During the recent approach to Cebu and Bantayan Island by Tropical Typhoon “Ramon” a few days ago, it became quickly apparent that PAGASA is not doing a sufficient Job in closely monitoring the weather in the Philippines.
From my vantage point, it was clear that when Ramon changed direction before making landfall with Cebu, that no one was aware of the change in course, because PAGASA does not conduct rapid enough assessments of approaching storms. Instead of an every six hour or twelve hour assessments, perhaps it would be advisable to give updates every fifteen minutes or so when a storm is on final approach to a populated landmass.
Typhoon Ramon was due to make landfall with Cebu on Thursday October 13, 2011, PAGASA stated in their weather update. The storm actually arrived an entire day early on Wednesday, passed Cebu city and went out to sea before PAGASA even reported the change in course.
On Bantayan Island, resorts were boarded up, people on high alert, expecting Typhoon Ramon to make direct contact with Bantayan around Mid-night on Thursday October 13th. Instead, Typhoon Ramon missed the island by close to 100 Kilometers, making evacuations and Typhoon preparations completely unnecessary. The storm changed course a day earlier, yet PAGASA did not inform anyone of the change until Ramon had already passed Cebu and gone out to open water.

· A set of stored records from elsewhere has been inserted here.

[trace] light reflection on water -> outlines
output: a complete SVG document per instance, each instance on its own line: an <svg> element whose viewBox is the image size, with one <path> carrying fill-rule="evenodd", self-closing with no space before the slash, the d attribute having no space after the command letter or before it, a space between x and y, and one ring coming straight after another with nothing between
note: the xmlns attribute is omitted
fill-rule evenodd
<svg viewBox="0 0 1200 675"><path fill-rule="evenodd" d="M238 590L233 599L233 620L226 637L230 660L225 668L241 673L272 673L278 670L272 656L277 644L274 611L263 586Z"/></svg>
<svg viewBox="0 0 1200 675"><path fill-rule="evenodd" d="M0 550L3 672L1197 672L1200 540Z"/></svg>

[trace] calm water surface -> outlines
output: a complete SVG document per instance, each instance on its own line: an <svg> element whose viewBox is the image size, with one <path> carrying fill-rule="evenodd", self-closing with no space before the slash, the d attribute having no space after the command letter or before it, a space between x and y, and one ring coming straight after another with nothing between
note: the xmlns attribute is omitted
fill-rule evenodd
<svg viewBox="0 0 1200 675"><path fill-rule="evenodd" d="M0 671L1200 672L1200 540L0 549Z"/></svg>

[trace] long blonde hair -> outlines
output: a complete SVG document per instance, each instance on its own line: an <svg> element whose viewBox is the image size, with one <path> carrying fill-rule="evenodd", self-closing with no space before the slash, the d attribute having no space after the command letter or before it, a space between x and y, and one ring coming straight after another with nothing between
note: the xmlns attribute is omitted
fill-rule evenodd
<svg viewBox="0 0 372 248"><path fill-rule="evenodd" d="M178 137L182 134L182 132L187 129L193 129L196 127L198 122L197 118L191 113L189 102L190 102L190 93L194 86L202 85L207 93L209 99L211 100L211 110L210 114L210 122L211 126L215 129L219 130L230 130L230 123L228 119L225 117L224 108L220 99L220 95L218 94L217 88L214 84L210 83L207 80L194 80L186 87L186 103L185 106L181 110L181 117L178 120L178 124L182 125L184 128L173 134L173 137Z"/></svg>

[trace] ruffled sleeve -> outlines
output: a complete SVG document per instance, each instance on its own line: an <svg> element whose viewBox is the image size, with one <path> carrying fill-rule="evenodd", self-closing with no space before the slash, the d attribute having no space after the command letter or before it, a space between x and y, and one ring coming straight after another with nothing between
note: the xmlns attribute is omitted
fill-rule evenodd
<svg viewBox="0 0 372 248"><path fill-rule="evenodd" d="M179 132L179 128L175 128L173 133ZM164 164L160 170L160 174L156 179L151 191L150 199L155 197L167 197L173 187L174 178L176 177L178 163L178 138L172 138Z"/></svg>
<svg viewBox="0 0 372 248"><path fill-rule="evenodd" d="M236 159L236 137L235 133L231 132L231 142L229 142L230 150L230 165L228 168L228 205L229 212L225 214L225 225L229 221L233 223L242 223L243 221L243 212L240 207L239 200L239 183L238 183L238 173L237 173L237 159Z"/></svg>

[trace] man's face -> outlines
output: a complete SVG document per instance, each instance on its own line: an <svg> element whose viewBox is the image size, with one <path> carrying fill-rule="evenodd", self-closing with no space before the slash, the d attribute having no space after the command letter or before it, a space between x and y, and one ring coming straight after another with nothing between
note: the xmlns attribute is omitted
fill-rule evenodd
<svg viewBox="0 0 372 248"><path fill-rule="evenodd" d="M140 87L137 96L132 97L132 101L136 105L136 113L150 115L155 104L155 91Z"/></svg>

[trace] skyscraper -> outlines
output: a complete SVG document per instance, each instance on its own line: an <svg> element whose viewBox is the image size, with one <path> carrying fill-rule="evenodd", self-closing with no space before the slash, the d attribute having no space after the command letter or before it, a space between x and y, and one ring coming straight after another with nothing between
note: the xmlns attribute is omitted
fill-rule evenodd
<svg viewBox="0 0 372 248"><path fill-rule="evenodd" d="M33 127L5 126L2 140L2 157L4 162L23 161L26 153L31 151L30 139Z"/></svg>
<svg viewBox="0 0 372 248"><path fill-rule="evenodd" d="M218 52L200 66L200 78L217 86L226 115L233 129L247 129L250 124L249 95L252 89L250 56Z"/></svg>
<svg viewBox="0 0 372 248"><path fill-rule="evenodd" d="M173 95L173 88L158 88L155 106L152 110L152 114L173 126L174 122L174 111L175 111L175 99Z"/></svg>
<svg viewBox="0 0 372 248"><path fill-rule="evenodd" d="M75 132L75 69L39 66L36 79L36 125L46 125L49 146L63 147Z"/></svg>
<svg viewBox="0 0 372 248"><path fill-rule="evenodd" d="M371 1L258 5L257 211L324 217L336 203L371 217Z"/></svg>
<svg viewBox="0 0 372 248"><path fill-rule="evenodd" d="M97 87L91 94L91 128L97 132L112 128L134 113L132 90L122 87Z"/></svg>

Unless PAGASA changes their present approach to predicting approaching Typhoon’s in the Philippines, I predict that many will be looking for new jobs.
As inhabitants of the Philippine islands, we need faster and more frequent updates on the status of approaching Typhoon’s or tropical storms, so that we might be better prepared. How many lives have been lost because the weather updates are too late for citizens to get out of the way before disaster strikes?
If you agree that PAGASA needs to do a better job, write or call your local government official and let them know a change is needed.